Theory and Simulation of Soft Matter, Hydrodynamics, and Biophysics Joost de Graaf

This course explores the principles and applications of thermodynamics and statistical physics, emphasizing the description of classical many-body systems and touching upon a few simple quantum gasses. We cover the following topics: phase transitions (gas-liquid condensation, magnetic ordering, crystallization, phase separation, and liquid-crystalline order), critical phenomena (exponents, divergent length scales, and fluctuations), and the structure and thermodynamic properties of non-ideal gasses, classical fluids, and liquid crystals. The theoretical framework comprises mean-field theory, a simple renormalization group of spin systems, Landau theory for first- and second-order phase transitions, nucleation theory, the virial expansion for non-ideal atomic gasses, and Onsager theory for anisotropic particles. In addition, the formal relationship of the various thermodynamic potentials (energy, free energy, enthalpy, Gibbs free energy, and grand potential) are related to each other via Legendre transformations; universal thermodynamic identities are also derived.

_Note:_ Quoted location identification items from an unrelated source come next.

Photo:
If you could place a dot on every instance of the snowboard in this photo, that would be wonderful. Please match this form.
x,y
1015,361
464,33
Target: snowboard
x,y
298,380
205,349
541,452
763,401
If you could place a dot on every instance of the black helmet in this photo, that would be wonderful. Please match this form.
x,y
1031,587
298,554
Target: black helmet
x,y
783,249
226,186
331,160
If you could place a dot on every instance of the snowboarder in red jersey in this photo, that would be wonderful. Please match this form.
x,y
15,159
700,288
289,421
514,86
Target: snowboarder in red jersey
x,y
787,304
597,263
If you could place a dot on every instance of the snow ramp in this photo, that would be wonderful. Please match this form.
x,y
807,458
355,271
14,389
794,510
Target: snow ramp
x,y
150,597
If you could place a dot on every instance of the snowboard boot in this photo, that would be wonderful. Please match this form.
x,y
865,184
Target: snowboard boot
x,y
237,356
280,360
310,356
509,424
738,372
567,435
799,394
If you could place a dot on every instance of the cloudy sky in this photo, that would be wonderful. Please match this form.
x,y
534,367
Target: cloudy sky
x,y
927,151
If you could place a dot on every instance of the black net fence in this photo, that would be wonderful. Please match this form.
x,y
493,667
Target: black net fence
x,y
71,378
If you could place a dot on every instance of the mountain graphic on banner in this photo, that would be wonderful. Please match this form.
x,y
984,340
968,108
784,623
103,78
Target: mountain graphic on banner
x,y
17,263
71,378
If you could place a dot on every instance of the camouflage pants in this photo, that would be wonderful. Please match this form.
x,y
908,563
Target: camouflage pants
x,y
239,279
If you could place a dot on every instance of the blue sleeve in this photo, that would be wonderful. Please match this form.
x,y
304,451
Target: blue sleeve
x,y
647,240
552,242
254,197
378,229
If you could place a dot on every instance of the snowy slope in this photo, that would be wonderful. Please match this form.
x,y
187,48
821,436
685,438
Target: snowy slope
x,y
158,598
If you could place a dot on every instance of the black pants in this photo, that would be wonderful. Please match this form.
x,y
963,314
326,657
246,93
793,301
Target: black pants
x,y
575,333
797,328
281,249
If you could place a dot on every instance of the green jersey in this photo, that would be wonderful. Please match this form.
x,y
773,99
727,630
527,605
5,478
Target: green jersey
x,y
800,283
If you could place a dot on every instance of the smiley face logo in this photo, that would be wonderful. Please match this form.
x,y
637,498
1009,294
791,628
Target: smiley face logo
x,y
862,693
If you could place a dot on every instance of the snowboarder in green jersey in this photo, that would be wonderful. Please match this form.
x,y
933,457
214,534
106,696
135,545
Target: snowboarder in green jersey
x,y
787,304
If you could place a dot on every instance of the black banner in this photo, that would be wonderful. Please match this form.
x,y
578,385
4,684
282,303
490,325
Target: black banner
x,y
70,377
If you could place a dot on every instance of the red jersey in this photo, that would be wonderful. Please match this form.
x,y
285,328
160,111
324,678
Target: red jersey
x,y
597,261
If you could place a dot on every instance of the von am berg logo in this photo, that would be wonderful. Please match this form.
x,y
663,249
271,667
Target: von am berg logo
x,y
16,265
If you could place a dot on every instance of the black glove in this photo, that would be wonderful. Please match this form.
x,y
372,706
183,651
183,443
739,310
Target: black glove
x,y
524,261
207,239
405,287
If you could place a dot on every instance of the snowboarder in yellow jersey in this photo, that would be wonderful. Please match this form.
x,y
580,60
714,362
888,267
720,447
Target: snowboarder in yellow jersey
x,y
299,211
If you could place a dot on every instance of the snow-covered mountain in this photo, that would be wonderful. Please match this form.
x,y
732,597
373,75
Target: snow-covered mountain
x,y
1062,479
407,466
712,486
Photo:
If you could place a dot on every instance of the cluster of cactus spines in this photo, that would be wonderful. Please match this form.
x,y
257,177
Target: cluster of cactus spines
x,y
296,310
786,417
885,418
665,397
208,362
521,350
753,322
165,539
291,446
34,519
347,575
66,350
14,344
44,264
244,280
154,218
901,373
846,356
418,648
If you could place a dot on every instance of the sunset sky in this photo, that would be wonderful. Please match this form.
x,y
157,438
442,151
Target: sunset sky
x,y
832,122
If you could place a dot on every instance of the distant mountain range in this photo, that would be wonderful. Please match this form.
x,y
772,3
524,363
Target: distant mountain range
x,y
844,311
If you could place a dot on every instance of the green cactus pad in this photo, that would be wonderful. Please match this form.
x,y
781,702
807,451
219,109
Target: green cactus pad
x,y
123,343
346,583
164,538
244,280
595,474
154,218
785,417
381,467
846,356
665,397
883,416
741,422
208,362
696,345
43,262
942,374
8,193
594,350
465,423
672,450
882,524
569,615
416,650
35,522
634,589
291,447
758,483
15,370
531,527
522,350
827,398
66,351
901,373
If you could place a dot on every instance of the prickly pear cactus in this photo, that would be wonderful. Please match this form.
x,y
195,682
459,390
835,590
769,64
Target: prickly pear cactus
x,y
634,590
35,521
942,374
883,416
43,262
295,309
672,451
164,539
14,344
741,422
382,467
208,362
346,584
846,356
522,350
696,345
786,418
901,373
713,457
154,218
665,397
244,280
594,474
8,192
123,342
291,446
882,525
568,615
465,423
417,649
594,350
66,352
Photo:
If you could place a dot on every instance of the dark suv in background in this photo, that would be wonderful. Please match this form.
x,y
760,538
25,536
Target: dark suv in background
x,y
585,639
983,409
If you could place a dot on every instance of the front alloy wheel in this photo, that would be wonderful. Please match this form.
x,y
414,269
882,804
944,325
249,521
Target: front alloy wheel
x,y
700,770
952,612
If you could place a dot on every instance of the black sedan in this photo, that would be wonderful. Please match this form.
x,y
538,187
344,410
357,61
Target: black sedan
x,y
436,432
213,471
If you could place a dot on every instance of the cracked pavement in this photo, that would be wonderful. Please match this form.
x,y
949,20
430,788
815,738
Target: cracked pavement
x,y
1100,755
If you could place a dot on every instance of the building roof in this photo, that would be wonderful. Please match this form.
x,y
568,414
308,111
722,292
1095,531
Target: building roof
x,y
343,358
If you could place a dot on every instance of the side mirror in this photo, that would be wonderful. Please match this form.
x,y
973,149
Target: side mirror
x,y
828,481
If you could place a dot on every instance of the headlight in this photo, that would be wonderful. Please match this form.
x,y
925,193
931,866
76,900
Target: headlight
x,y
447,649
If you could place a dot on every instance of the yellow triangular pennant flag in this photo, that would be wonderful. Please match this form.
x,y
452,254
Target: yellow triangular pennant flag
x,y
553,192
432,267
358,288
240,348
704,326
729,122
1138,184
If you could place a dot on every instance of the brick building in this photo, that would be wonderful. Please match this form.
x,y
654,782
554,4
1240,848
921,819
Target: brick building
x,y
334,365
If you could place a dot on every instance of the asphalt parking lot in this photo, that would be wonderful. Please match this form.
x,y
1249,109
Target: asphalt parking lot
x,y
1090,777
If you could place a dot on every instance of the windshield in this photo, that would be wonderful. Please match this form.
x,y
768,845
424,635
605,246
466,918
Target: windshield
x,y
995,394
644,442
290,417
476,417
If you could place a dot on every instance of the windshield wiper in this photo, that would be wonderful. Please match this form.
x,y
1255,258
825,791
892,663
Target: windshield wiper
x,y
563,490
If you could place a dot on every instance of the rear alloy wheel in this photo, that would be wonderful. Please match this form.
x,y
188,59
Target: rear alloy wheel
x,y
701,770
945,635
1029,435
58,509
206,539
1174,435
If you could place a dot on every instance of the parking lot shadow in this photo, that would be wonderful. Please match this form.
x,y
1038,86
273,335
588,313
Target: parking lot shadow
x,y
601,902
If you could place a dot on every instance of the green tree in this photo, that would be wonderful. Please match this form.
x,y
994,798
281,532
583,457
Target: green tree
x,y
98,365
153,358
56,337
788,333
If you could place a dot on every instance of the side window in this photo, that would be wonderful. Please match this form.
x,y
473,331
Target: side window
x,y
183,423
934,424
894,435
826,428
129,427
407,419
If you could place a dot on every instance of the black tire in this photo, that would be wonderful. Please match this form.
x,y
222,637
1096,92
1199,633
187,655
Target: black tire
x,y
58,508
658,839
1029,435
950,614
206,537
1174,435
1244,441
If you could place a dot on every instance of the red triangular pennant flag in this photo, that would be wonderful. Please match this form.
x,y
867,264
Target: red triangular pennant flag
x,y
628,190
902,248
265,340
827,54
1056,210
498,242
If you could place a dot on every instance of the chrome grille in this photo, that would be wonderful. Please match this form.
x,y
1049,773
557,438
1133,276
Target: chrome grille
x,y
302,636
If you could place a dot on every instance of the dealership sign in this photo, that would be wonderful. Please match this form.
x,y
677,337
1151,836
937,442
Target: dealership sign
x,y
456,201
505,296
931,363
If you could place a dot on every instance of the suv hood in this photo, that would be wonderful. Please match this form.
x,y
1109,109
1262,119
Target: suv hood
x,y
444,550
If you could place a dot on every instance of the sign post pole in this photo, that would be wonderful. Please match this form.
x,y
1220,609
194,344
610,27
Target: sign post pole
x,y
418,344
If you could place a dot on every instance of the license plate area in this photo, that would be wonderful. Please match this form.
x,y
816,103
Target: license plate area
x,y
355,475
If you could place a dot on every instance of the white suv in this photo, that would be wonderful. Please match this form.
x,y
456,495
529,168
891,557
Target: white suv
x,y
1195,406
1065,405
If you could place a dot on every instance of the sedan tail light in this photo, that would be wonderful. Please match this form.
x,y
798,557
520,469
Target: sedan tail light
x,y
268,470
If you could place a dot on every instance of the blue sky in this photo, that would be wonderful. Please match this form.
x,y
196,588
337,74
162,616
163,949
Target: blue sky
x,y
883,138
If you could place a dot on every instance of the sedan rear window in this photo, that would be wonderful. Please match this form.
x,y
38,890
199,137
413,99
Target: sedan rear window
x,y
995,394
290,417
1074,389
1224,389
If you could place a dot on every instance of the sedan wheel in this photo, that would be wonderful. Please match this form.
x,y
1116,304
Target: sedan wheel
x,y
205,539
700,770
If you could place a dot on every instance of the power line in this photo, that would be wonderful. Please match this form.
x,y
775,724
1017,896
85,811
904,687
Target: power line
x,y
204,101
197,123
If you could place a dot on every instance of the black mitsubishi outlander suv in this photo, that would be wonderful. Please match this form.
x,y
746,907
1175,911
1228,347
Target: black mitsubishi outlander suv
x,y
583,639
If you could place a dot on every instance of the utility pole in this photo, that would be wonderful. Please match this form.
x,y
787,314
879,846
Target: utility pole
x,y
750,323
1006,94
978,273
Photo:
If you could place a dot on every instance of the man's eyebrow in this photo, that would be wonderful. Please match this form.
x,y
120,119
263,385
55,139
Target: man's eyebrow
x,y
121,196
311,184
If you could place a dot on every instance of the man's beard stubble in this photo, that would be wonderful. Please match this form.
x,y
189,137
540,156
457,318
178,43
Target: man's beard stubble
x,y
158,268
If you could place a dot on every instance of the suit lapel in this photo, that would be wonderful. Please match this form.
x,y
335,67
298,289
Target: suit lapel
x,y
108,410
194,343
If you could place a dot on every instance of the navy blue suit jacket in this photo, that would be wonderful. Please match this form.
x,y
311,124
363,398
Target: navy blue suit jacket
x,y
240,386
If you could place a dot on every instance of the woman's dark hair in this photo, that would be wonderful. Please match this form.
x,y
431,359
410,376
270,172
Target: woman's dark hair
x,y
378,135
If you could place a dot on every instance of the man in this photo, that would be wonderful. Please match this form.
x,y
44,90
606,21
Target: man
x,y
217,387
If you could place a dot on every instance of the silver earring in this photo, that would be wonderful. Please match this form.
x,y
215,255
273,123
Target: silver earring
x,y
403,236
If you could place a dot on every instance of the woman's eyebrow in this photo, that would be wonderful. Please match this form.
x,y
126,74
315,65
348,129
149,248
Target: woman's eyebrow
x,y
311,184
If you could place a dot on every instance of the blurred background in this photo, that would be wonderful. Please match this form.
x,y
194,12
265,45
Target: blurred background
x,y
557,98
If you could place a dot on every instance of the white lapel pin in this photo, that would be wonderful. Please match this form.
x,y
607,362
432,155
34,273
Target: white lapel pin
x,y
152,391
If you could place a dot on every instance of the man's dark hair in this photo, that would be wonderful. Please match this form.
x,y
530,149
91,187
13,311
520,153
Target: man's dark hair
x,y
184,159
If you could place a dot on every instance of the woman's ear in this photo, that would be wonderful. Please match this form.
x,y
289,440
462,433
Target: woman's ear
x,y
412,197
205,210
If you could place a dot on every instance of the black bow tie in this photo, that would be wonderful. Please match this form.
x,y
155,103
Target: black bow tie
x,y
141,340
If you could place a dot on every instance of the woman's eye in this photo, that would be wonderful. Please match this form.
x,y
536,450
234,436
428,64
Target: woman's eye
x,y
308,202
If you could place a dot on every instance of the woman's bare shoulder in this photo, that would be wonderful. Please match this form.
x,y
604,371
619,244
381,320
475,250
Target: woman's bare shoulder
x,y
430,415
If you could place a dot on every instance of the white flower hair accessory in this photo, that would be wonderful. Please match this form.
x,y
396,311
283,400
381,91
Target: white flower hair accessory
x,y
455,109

The notes were originally put together by R. van Roij and later extended and reworked by L. Filion. I subsequently modified these to account for changes in the content and structure of the course. This includes the repartitioning of material between academic years 2021-22 and 2022-23 to accommodate the topic of ideal quantum gases. If you are interested in self-studying the material, I have provided the course schedule of 2024.